Buying Metals? Share the Risk…

Thursday, June 7, 2007 20:25
Comments Off on Buying Metals? Share the Risk…

Manufacturing is full of risk, and in China there are many who have devoted a lot of time writing about those risks (see out posts here, here, and here).

However, on risk that everyone share around the world is that the price of raw materials may go up… and unfortunately, over the last 2 years anyone in the the metals trading, scrap metal, commodity brokering/ investment will attest to this…For those that bought forward of metals like Nickel and Aluminum, the gains were big as the prices have gone up significantly over the last 18 months (and there are big swings that can be seen in that time as well).

For those that are manufacturing though, the concern is often not how to make money from the swing, but how to minimize the effect of the swing. The markets (London Metal Exchange and Shanghai Metals Exchange) can move fast, and pricing move faster (If you thought the price of gas moved fast.. you haven’t met our Aluminum wholesaler).

During our time in China, we have worked on a number of cases whereby the very metals that are seeing 10-20% price moves in a month were the primary component (90% or more) of a product… Construction tools, auto parts, aluminum scooters, metal plates, etc …. and when the prices move 5%, it can add up quick

Example: a ton of aluminum that is now in the 20,550RMB/ ton region (2700USD/ ton) was in the 15400 RMB/ ton region (2250USD/ Ton) 3 years ago.
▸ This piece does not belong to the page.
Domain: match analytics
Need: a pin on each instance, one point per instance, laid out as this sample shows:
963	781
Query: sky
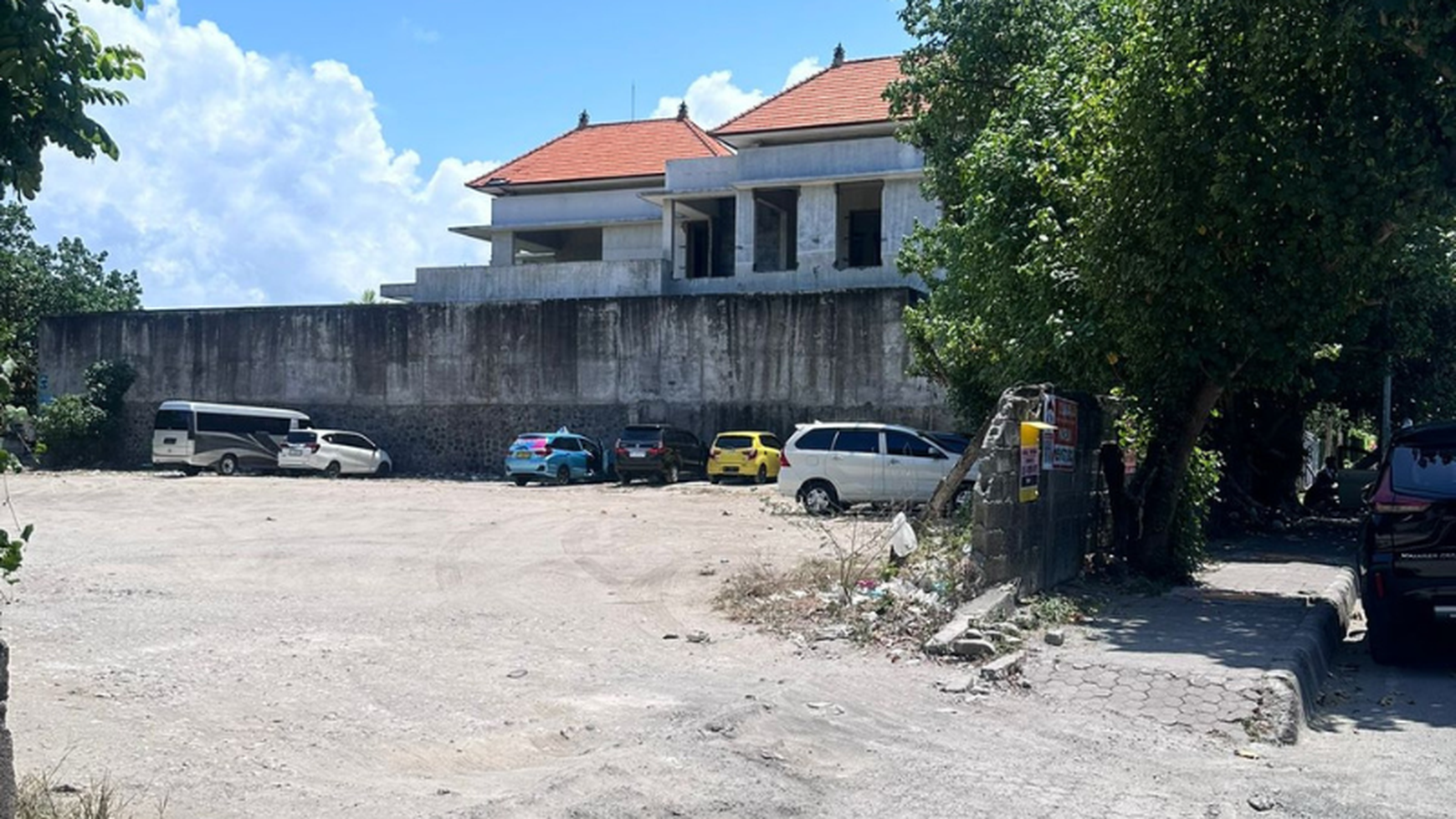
300	153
About a 20% increase in raw materials PER TON-

Note: I am using 7.6RMB/ USD. If you were to use 8.28RMB/ USD for trading price 3 years ago, the increase would be 840USD a TON or 45% change

So, you can now see why manufacturers look to minimize their exposure and the impact of such moves,

For many of my clients, or perspective clients, they are already often fully aware of this, however they are often not aware of their options when dealing with Chinese suppliers… and as a result we have had some frustrating conversations to say the least

In an environment where year long pricing contracts in many industries is common, and the power of OEMs can at sometimes be described as omnipresent, many look to achieve the same terms in China as they would in the U.S.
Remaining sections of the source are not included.